Female staff made up 75.8 percent of the total teachers at elementary schools nationwide in 2011, compared with 68.2 percent in 2002, according to the Ministry of Education, Science and Technology Sunday.
They accounted for 66.8 percent of the total at middle schools in 2011, compared with 59.7 percent in 2002, with the percentages rising to 46.2 percent from 35.2 percent at high schools.
The numbers are much higher for schools in the capital and metropolitan region. The percentage of female teachers exceeded 80 percent at elementary schools in metropolitan cities with 85 percent in Seoul, 84.4 percent in Daejeon and 80.4 percent in Busan.

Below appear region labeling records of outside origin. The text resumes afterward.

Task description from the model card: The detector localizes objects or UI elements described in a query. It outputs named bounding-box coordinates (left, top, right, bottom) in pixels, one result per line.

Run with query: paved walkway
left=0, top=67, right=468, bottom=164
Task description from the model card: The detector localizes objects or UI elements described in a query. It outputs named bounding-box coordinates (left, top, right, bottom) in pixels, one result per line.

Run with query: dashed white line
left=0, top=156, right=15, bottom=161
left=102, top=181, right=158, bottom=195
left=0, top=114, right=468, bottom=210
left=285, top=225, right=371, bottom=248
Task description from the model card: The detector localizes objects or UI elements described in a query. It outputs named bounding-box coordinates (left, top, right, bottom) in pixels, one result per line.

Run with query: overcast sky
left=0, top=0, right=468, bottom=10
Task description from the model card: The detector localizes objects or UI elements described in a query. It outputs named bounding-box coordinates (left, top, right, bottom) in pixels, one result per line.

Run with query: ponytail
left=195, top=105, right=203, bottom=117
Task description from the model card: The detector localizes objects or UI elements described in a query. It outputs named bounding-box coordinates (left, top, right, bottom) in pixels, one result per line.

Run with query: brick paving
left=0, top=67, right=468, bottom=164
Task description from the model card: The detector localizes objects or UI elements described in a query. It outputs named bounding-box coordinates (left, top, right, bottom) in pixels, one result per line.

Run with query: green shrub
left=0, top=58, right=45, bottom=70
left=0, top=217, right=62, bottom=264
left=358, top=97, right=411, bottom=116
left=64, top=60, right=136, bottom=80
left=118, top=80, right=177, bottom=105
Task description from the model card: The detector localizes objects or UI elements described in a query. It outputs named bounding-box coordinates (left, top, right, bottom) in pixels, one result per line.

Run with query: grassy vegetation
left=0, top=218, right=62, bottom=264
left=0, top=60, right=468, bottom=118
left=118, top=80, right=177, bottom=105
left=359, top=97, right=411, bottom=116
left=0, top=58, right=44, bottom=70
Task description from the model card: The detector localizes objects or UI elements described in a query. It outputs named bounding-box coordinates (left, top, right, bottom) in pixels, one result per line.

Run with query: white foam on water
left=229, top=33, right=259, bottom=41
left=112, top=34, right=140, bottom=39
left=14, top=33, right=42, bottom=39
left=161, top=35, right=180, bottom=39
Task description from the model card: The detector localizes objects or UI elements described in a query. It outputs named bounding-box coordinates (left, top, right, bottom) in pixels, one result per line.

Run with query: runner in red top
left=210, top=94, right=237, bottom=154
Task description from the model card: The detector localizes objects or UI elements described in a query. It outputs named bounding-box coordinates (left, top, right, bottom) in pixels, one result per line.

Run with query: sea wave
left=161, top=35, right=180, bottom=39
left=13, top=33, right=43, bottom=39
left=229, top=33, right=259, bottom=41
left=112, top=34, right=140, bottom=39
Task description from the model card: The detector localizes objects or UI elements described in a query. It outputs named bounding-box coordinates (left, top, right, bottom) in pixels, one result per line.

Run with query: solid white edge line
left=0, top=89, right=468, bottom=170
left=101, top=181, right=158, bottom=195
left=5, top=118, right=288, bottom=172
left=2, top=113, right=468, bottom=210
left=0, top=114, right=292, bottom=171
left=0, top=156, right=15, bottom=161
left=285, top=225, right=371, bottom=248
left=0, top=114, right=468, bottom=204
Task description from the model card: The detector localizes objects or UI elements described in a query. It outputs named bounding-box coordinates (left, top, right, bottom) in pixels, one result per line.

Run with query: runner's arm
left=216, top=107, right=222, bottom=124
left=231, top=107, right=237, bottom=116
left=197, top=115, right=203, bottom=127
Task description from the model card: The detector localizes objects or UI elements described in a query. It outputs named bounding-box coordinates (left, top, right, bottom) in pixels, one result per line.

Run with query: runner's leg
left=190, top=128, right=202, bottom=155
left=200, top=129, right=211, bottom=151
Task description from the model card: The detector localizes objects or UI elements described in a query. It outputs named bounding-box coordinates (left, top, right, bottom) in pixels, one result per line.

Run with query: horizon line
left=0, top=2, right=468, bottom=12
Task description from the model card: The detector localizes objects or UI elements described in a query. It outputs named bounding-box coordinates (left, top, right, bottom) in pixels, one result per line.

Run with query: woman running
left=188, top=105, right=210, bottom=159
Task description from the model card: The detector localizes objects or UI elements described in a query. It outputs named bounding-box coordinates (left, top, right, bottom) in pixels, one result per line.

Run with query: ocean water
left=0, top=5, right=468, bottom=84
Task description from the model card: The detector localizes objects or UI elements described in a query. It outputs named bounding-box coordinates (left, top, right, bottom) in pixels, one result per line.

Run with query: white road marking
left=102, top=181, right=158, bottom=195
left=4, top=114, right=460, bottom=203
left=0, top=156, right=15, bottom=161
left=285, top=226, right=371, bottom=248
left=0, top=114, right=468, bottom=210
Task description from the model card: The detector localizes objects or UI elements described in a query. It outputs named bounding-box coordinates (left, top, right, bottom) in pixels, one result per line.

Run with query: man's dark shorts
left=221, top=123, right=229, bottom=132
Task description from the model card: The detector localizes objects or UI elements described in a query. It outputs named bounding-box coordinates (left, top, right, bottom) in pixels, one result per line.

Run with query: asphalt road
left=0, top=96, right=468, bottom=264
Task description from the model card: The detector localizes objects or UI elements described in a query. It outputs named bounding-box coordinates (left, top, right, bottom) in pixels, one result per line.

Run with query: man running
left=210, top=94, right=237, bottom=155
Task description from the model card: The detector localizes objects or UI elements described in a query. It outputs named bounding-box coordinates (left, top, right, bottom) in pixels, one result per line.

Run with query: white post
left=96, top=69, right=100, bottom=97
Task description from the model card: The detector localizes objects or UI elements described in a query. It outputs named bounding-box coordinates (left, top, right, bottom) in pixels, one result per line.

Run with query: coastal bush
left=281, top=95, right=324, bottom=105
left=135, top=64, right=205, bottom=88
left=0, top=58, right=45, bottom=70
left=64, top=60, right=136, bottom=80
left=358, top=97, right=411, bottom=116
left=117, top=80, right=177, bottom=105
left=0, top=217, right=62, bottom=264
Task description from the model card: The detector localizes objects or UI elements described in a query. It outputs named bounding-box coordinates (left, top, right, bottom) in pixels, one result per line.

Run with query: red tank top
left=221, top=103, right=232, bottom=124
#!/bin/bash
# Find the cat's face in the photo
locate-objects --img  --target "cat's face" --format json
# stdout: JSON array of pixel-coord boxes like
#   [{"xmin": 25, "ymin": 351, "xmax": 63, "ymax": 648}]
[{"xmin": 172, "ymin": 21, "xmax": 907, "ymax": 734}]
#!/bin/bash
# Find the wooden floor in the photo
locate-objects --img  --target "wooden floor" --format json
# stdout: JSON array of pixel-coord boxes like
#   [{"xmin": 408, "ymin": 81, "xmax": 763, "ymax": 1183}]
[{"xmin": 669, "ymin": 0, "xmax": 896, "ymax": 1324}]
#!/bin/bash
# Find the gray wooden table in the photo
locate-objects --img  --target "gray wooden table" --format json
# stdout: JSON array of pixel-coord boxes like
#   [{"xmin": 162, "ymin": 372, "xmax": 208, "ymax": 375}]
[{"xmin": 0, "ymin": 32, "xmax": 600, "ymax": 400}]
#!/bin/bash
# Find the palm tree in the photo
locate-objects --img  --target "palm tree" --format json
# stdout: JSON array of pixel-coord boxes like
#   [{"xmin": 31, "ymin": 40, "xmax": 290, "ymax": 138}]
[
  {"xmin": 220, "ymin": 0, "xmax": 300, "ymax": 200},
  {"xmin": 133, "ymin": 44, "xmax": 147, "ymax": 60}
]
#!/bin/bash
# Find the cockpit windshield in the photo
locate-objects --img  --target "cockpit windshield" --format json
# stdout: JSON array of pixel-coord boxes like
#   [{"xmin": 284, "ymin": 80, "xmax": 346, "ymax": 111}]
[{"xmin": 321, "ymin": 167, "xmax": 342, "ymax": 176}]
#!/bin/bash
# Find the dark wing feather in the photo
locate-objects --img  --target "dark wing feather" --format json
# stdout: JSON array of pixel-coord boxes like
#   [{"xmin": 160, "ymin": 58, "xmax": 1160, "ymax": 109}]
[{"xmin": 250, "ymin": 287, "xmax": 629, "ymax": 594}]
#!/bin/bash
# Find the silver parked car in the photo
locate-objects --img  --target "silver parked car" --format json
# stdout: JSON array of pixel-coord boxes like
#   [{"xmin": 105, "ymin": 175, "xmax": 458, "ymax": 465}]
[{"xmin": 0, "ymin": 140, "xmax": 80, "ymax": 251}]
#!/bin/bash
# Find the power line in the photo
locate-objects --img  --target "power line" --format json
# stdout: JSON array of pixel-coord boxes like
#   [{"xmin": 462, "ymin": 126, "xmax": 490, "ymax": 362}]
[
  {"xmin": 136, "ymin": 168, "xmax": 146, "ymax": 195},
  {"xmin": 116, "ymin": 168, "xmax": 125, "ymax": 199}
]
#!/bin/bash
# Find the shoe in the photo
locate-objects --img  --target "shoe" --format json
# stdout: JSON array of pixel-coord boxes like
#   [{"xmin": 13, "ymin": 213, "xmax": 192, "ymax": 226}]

Experts have expressed concerns over the aggravating gender imbalance, especially because female teachers have difficulty controlling unruly male students.
Teachers agree that there are some tasks that only males are suitable for but there are fewer male applicants for positions due to fierce competition with female peers. Female applicants score better on the state exam to recruit teachers.
Men are becoming an endangered species at primary schools with seven in Seoul having no male staff members and 15 schools with only one male teacher as of last March, according to the Seoul Metropolitan Education Office.
Rep. Park Young-ah of the ruling Grand National Party has recently submitted a bill to the National Assembly to guarantee a quota of teaching positions be filled with men.
“The imbalance of male and female teachers at schools is a serious problem. With calls for ways to prevent school violence getting louder, we need legal grounds on which we can employ more male teachers,” Park said.